Make that basketball or football cards.
Two major American trading card companies have created video trading cards — standard looking, but with technology that allows athletes to come to life in a collector’s hand.
“We’re real excited about it,” Panini America representative Scott Prusha said of the Panini HRX, to be launched in mid-June with cards for four NBA players.
“I think it’s very cool,” said Glen Humenik, manager of Legends of the Game on King St. W., although he has yet to see one for himself. “You can argue different ways if it’s a card or not. I think it’s cool as an insert (into a pack of standard trading cards).”
The Panini HRX cards are about the size of a regular playing card — six by eight centimetres — but thicker, at about half a centimetre. Each one has a “play” button on the front that starts a reel of about 30 minutes of high-definition game and behind-the-scenes video. They’ll be available in packs of basketball cards put out by Panini called “Totally Certified” packs, which retail at $20 U.S.
Not every pack will include a video card, so as with a coveted rookie card or autographed card, collectors won’t know what their pack contains and may have to trade for a video card if they don’t find one, which Prusha said makes the HRX like any other trading card.
“They become more collectible that way,” he said.
The video cards are athlete-specific, not one device that gets loaded up with different players’ videos like an e-reader.
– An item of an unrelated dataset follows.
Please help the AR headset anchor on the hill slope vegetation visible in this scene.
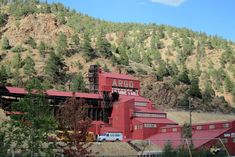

They are rechargeable via a USB port.
Upper Deck, another major American trading card company, released Evolution video cards in April, featuring NFL players Adrian Peterson (Minnesota Vikings), Tony Romo (Dallas Cowboys), DeSean Jackson (Philadelphia Eagles), and Patrick Willis (San Francisco 49ers). The Upper Deck cards are the same dimensions as the Panini product, but come in a booklet format and play only 60 seconds of video.
Panini will produce 204 cards in its first round of production; 51 for each of Blake Griffin (L.A .Clippers), Kobe Bryant (L.A. Lakers), John Wall (Washington Wizards) and Kevin Durant (Oklahoma City Thunder).
Next to come is football, with Cam Newton (the Carolina Panthers’ first-round draft pick) and Mark Ingram (New Orleans Saints) as two of the first players to be featured in Panini’s NFL video cards. Prusha said hockey cards aren’t far behind.
“We definitely will be doing this in the NHL very soon,” he said.
The 2011 Upper Deck Football packs, which contained the Evolution video cards, sold very well, Humenik said between serving customers at the 20-year-old sports memorabilia store. But he’d like to see hockey players included in the video technology and have every box of cards eventually come with a video card.
Cards are sold in packs and the packs in boxes. Panini Totally Certified Basketball, for example, come in packs of five cards. Each box contains six packs, or 30 cards. Currently, not every box is guaranteed to have a video card.
Video cards come on the heels of some other wacky developments, including oversized “entomology cards” containing real bugs, booklet cards with autographs on one side and scraps of sweaty jersey on the other, and historical cards with hair from Abraham Lincoln.
“What’s left (to invent)? I don’t know what’s left,” mused Humenik.